壇ノ浦の海人一族のもとにきた貴族たちが指示して海から引き上げさせた宝刀。

その刀は引き上げた海人を絶命させ、そこにいた彼の息子の視力を奪います。

視力を奪われた息子・友魚は成長後、なぜ自分たちがそんなめにあったのかを知るため京へ行きます。

壇ノ浦で事件が起きた頃、京都の猿楽一座に生んだ母さえ直視できない程醜い子が生まれます。

「犬王」と名付けられたその子は、あまりの醜さに、全身に防具をつけられながら育っていくのです。

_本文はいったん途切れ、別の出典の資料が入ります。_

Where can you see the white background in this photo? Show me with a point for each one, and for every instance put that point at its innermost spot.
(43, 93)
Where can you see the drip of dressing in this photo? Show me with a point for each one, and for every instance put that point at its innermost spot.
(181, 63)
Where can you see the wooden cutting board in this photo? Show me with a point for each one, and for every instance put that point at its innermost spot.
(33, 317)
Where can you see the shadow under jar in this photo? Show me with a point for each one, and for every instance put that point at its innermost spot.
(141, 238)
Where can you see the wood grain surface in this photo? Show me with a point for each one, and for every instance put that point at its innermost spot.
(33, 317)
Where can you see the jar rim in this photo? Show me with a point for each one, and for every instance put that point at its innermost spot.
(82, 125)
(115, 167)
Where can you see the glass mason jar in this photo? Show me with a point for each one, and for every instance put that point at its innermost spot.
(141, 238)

交わることのなさそうな二人の出会いは霊となった友魚の父の導きにより突然訪れました。

面で顔をかくした犬王と、目の見えない友魚。

二人は共鳴し、他にはない「平家物語」を作り上げました。

平家物語 犬王の巻 の起承転結

【起】平家物語 犬王の巻 のあらすじ①

友魚のはじまり

 壇ノ浦では潜水能力を高く評価されているイオの一族のもとに、都から人がやってきます。

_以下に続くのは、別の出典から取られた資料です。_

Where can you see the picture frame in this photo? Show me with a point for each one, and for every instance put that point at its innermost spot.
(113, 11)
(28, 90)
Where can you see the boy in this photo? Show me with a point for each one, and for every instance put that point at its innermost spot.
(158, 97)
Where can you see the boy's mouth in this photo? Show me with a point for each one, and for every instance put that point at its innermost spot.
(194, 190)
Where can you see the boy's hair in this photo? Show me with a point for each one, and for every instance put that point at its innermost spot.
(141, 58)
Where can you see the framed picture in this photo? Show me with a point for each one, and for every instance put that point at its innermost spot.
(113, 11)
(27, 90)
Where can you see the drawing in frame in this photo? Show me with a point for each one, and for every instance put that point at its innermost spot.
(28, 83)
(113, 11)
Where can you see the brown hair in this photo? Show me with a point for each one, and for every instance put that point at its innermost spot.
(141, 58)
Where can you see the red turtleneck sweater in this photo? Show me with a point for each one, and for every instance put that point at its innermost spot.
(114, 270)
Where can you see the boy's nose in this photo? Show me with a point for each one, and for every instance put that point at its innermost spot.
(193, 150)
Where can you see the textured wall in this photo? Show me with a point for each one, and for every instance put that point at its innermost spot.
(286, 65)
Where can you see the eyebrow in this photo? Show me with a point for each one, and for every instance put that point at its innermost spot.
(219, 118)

彼らは友魚の父に地図を渡し、記された場所に眠っている物を取ってきてほしいと頼むのです。

友魚の父はそれを承諾し、息子の友魚と一緒に海に潜りました。

深く深く潜った先にある物体。

父が海に沈んだ物を手にすると、突然それが光り輝き、その影響で父は亡くなります。

友魚は一命は取りとめましたが、視力を失いました。

友魚と父が海から引き揚げようとしたのは皇位の象徴である三種の神器の一つ・草薙の剣という宝剣。

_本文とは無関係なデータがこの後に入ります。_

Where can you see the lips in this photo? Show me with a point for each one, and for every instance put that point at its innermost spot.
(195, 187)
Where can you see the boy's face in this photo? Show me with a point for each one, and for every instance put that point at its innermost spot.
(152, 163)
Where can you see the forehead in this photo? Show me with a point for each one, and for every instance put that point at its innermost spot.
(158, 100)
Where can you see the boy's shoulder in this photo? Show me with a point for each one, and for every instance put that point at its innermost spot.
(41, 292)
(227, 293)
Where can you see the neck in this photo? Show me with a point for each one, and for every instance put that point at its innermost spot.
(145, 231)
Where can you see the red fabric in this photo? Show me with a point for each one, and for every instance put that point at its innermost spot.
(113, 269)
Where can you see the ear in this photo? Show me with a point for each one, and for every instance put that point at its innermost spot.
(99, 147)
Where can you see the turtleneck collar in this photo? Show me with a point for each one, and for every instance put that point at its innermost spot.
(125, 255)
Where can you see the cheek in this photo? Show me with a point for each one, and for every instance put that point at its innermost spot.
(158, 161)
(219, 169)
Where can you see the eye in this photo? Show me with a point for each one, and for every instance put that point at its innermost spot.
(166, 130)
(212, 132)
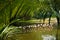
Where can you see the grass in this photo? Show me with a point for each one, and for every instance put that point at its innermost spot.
(35, 34)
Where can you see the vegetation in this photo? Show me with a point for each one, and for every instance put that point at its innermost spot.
(17, 12)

友魚は、自分たち家族をこんな目に合わせた者を知るために京の都へと向かうことにしました。

そしてその旅の途中で師匠と出会い、都でも有名な琵琶法師として名を馳せていくのです。

この時友魚には死んで霊となった彼の父が付き添っています。

いつでも答えてくれるわけではありませんが、友魚の父は時折あらわれては、彼に的確なアドバイスを施して去っていくのです。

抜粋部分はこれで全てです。